Scientists led by the University of Southern California, Los Angeles, have predicted a dramatic increase in hydrogen production from water using alloy nanoparticles based on an equal mixture of aluminum and lithium atoms. During the crucial steps of surface catalysis, metal atoms attract the oxygen (O) atoms in water and release hydrogen.
The cycle is completed when the metal is restored to its form without oxygen, which requires energy, e.g., solar or thermal energy. To predict material properties without introducing additional assumptions, large quantum molecular dynamics simulations were performed on 786,432 computer processors for lithium-aluminum nanoparticles.
The simulations contained up to 16,000 atoms and explained rapid hydrogen production with higher yields for these nanoparticles in water.

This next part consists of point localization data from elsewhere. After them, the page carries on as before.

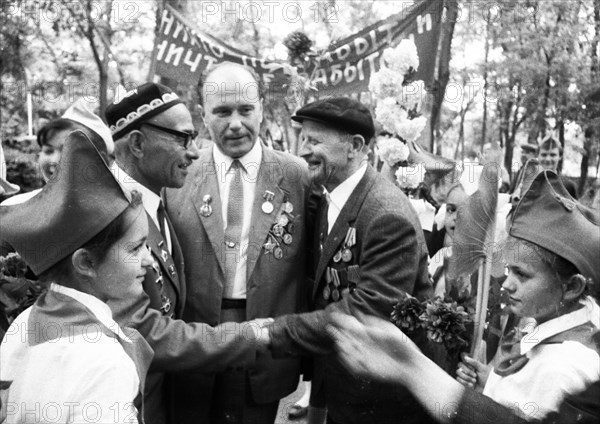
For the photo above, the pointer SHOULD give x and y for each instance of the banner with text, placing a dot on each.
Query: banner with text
(182, 53)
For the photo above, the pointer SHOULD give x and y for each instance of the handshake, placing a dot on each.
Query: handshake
(260, 327)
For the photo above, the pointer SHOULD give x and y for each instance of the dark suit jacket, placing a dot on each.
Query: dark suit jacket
(163, 280)
(177, 345)
(274, 286)
(391, 254)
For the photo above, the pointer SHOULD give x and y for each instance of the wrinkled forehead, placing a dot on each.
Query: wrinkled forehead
(230, 85)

Four specific features were found to reduce the energy required for the reactions already at room temperature: (1) Abundant neighboring pairs of lithium and aluminum atoms are needed to produce hydroxyl (Li-OH) and hydride (Al-H) groups. (2) Lithium atoms transferred charge to the metallic cluster of aluminum atoms forming a negatively charged superanion dispersed with positively charged lithium atoms. (3) Surprisingly, the continuous formation and breaking of bridges by oxygen bonding to lithium and aluminum also played an active role by breaking oxygen-hydrogen bonds and forming aluminum-oxygen bonds. (4) Lithium and OH dissolved and created a more basic solution that inhibited the formation of a reaction-stopping oxide layer on the nanoparticle surface. These atomistic mechanisms not only explain recent experimental findings, but also predict hydrogen production to scale up to industrially relevant particle sizes because of its dependence on the number of surface atoms.